County adopts highway corridor development plan

After months of development, an open house, and revising procedure, Ponoka County council has adopted the Highway II

After months of development, an open house, and revising procedure, Ponoka County council has adopted the Highway II Corridor Development Study as county policy.

The study states more than 23,000 per day travel Highway II through Ponoka County. It was felt, to keep up with development along the rest of the highway, the county should take advantage of this exposure and harness it to attract commercial and industrial activities to the area.

As a result of the open house, more land has been included in the area set for encouraged development. “One is at the Highway 53 and Highway II junction . . . It’s the Don Laing intersection basically,” said planning consultant Bob Riddett.

Also, northeast of the Don Laing area, still west of Highway II, was newly included land.

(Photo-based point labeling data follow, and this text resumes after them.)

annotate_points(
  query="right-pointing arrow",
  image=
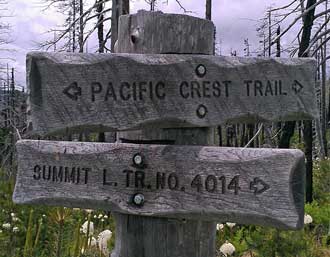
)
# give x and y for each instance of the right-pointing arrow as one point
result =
(297, 86)
(259, 186)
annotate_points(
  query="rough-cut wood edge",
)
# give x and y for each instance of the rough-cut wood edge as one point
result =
(86, 149)
(181, 34)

At the Menaik Road intersection, a landowner in the northeast area of the intersection, asked to be included in the development area. “Those I think are about the only changes we made,” said Riddett.

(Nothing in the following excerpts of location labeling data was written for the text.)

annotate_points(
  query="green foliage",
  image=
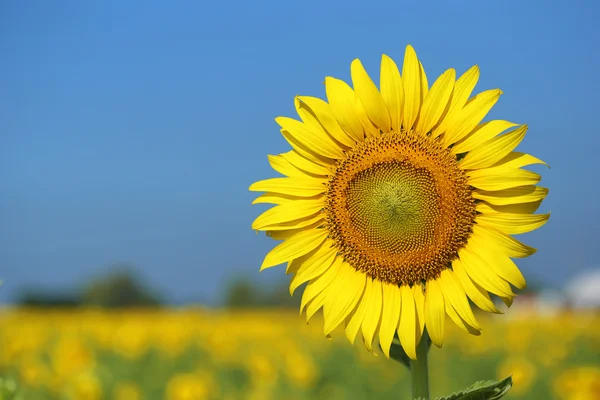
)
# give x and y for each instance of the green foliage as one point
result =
(118, 289)
(483, 390)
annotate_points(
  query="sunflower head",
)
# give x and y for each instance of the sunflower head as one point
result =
(397, 204)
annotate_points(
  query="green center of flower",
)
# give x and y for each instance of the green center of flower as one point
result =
(398, 208)
(394, 205)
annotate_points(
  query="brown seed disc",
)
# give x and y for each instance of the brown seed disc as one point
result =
(399, 208)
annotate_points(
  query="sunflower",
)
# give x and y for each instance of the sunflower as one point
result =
(397, 204)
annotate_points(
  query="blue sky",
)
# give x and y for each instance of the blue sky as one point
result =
(130, 131)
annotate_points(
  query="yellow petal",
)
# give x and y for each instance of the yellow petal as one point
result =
(517, 160)
(436, 101)
(513, 224)
(392, 90)
(424, 83)
(370, 97)
(374, 301)
(316, 140)
(341, 100)
(455, 294)
(389, 316)
(502, 265)
(481, 273)
(278, 198)
(471, 114)
(370, 129)
(519, 208)
(458, 320)
(354, 320)
(305, 152)
(481, 134)
(462, 90)
(476, 293)
(507, 300)
(317, 287)
(517, 195)
(294, 247)
(342, 296)
(281, 165)
(408, 326)
(503, 242)
(294, 158)
(312, 265)
(500, 178)
(435, 312)
(288, 233)
(411, 80)
(304, 187)
(286, 213)
(322, 114)
(488, 153)
(420, 304)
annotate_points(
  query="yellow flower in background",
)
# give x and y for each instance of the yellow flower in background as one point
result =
(192, 386)
(398, 204)
(523, 373)
(581, 383)
(127, 391)
(85, 386)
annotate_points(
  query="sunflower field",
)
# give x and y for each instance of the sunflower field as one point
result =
(197, 353)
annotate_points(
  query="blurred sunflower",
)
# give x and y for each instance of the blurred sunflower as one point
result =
(397, 204)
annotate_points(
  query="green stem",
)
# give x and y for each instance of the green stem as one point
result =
(418, 370)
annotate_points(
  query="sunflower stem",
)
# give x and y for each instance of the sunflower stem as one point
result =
(418, 370)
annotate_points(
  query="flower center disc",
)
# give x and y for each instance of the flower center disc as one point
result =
(399, 208)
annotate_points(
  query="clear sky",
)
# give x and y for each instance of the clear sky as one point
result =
(130, 131)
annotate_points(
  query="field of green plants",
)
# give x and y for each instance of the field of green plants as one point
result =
(195, 354)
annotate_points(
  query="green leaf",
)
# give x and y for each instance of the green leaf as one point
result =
(483, 390)
(397, 353)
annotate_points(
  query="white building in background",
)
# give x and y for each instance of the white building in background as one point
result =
(583, 290)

At the open house Riddett found there were no major objections regarding the land around the intersections being used for development. “Public opinion seems to be pretty well on our side . . . Nobody expressed any concern about loss of agricultural land even though some of it is good land. I think it was felt that the county needs to build a tax base.”

At the same time the study takes into consideration the county’s Municipal Development Plan, which places a high value on protecting valuable farmland with a farmland assessment rating of 30 per cent of higher.

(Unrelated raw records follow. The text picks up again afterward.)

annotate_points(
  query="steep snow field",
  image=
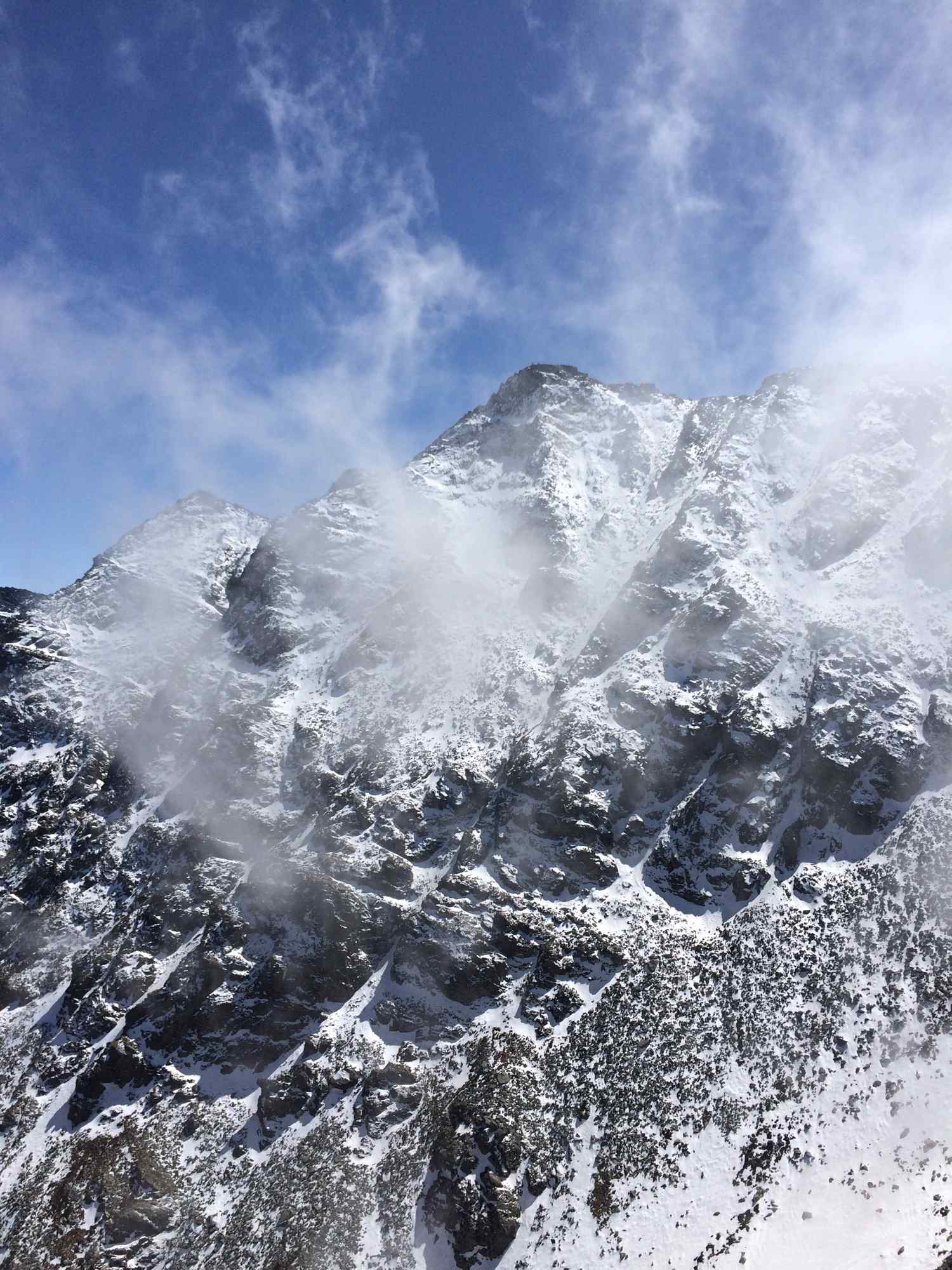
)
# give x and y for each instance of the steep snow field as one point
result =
(538, 857)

The development plan states: “This policy sets out what may happen, not what must happen. It gives the landowners the option of developing their land for commercial and industrial use, but they may refuse that option and farm their land for as long as they wish. The county will protect that right if it conflicts with other land uses.”

Some landowners looking to get in on the action and annex usable land are being left out for now as the county takes a stance against “leapfrogging.”

“There is a fairly strong statement in the study here, which says we’re not going to leapfrog. You start at the intersection and you develop out . . . We move logically and sequentially,” said Riddett.